The Australian Bureau of Statistics (ABS) reported a 0.1 percentage point rise in the trimmed mean inflation rate to 2.8% for the month. This comes amid broader economic shifts, with easing pressures on rental and housing costs offering some relief to households.
The Reserve Bank of Australia (RBA) has signalled cautious optimism, though monetary policy adjustments remain uncertain.
Housing Costs Continue to Slow
While inflation saw a modest uptick, housing affordability pressures are showing signs of easing. Rental price growth slowed to 0.3% in January, significantly lower than the 0.7% rate recorded a year earlier, according to the ABS. Additionally, new dwelling price growth fell to 2% annually, its lowest level since June 2021.
The slowdown in housing costs is a crucial factor in broader inflationary trends. National Australia Bank (NAB) economists believe that the inflation data supports their forecast that underlying inflation will remain at 2.8% annually when the more influential quarterly figures are released in April.
This trajectory, they suggest, strengthens the case for a potential interest rate cut by the RBA in May. Despite this, policymakers remain cautious. RBA Governor Michele Bullock has warned that inflation pressures persist and that further rate cuts will depend on continued evidence of sustainable disinflation.
The central bank earlier this month reduced the cash rate to 4.1%, marking its first rate cut in over four years.
Headline Inflation Steadies Amid Economic Shifts
The headline inflation rate remained at 2.5% in January, maintaining its position at the midpoint of the RBA’s target range. This follows two consecutive increases in the Consumer Price Index (CPI) after it hit a low of 2.1% in September and October 2024.
According to ABS head of prices statistics Michelle Marquardt, the primary contributors to inflation were food and non-alcoholic beverages, housing, and alcohol and tobacco.
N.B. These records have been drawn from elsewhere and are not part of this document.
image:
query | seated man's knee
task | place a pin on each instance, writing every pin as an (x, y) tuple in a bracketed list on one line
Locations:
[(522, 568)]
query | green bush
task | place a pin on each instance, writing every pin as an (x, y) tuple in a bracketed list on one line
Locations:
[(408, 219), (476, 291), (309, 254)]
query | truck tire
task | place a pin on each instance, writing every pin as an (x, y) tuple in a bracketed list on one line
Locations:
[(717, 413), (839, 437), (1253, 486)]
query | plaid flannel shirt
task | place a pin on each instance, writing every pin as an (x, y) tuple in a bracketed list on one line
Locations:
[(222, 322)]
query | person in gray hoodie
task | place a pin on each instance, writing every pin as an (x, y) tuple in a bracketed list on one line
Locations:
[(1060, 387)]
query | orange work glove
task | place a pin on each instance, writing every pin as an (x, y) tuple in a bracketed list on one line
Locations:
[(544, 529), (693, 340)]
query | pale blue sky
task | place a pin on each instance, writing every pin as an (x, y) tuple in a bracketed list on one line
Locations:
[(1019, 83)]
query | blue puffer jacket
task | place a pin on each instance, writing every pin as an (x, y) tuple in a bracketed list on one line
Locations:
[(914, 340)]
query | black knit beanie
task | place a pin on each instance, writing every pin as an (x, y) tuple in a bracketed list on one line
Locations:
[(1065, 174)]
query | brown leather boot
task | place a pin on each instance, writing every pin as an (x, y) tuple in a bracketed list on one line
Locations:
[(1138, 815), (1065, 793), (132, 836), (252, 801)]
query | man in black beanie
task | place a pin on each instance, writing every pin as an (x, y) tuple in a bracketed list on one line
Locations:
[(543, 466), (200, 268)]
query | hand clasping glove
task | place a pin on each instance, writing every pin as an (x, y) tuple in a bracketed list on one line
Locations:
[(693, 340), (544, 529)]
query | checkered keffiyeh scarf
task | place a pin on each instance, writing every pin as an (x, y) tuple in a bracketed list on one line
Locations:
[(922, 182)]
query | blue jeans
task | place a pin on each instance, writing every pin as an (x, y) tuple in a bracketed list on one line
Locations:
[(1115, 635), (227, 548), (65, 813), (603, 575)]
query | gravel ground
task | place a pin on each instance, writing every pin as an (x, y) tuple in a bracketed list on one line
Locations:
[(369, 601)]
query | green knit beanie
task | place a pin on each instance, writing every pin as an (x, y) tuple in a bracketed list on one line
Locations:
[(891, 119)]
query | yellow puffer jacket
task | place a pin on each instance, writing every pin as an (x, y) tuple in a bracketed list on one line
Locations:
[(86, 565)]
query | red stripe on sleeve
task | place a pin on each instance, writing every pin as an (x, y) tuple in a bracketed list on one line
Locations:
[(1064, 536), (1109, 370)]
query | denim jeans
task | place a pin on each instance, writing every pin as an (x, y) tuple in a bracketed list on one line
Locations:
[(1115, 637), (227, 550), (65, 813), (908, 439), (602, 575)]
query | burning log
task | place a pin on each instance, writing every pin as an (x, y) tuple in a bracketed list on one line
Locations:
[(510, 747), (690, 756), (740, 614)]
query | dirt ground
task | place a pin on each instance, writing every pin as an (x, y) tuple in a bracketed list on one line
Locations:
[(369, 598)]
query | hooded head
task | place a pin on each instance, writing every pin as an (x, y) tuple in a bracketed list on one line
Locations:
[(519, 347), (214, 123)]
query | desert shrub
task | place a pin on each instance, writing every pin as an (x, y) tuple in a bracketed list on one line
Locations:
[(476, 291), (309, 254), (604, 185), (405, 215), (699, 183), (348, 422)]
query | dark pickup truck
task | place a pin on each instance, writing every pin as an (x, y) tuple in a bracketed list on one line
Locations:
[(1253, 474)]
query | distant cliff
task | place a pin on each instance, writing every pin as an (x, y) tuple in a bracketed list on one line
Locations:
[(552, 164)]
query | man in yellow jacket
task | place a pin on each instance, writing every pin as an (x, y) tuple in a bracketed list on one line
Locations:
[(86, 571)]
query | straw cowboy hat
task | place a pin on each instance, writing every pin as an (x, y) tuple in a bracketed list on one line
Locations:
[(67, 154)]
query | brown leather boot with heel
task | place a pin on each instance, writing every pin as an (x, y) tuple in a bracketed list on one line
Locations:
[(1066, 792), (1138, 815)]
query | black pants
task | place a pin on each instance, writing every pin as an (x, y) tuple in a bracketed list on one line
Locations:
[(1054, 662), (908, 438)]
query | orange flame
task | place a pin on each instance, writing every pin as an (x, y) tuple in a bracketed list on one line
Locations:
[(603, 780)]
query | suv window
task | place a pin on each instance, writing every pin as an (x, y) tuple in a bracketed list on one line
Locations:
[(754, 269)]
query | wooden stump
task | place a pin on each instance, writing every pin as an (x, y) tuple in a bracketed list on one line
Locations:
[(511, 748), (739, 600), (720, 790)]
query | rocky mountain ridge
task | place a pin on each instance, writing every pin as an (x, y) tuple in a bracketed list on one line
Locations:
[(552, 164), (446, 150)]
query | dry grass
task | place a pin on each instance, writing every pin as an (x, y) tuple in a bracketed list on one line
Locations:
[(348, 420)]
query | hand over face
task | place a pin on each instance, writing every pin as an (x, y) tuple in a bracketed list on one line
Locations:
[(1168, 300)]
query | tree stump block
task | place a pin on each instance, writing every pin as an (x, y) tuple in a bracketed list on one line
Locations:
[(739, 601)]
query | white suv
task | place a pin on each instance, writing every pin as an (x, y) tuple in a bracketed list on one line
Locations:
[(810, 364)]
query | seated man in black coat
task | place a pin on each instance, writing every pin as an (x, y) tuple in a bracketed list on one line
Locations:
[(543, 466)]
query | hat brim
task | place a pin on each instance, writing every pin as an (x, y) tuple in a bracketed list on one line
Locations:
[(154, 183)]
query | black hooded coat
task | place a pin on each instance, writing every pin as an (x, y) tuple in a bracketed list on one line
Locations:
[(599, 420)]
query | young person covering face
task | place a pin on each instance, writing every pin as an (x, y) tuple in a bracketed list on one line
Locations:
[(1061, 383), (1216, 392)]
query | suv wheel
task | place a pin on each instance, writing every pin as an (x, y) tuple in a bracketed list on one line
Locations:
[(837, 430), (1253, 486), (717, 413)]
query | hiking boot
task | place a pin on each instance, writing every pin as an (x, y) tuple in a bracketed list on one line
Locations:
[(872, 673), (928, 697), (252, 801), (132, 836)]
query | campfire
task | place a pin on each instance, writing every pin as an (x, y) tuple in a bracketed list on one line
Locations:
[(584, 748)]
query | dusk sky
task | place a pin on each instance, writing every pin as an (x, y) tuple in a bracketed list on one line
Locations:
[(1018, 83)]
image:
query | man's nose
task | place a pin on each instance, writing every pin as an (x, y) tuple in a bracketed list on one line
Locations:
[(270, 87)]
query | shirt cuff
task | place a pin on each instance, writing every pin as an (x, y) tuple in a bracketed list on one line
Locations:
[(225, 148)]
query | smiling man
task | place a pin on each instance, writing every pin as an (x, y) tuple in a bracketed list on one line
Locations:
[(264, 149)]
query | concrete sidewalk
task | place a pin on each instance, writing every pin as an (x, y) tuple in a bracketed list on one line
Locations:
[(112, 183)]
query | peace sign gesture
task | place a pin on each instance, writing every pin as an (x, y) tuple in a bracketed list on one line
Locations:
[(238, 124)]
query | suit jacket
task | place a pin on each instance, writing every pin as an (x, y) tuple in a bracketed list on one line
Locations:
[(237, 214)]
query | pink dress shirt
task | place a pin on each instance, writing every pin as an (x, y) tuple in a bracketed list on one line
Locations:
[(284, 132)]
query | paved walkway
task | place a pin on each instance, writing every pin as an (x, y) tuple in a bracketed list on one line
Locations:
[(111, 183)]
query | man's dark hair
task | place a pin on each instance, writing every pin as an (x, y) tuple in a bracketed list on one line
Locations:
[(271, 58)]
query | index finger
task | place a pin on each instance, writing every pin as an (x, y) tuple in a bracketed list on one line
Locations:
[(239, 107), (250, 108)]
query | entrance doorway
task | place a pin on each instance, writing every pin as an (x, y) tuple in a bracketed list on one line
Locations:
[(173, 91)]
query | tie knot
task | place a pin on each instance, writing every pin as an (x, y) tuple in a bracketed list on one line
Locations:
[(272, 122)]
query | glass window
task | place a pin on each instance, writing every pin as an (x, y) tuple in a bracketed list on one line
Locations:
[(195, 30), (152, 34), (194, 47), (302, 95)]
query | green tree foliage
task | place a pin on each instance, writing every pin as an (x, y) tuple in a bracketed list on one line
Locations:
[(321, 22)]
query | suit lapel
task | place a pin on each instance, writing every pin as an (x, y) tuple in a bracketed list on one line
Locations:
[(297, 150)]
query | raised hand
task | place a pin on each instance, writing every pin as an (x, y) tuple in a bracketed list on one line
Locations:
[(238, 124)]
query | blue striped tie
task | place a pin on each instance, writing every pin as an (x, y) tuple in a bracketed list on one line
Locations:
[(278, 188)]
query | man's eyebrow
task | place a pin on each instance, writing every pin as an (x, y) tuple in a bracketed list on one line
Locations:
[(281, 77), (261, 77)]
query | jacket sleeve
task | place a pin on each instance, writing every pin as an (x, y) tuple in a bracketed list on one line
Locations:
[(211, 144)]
Some analysts had expected a slight increase in CPI to 2.6%, factoring in the reduced impact of electricity rebates in Queensland.
Marquardt noted that the effect of these rebates had weakened as more households had exhausted their allocated support.
Treasurer Jim Chalmers welcomed the data, describing it as evidence of “substantial and sustained progress” in curbing inflation. He highlighted that headline inflation has remained below 3% for six consecutive months, the longest such streak in nearly four years.
However, Shadow Treasurer Angus Taylor argued that Australians are still struggling with the cost of living. He called for stronger economic management, stating that the government’s policies have not done enough to ease financial pressures on households.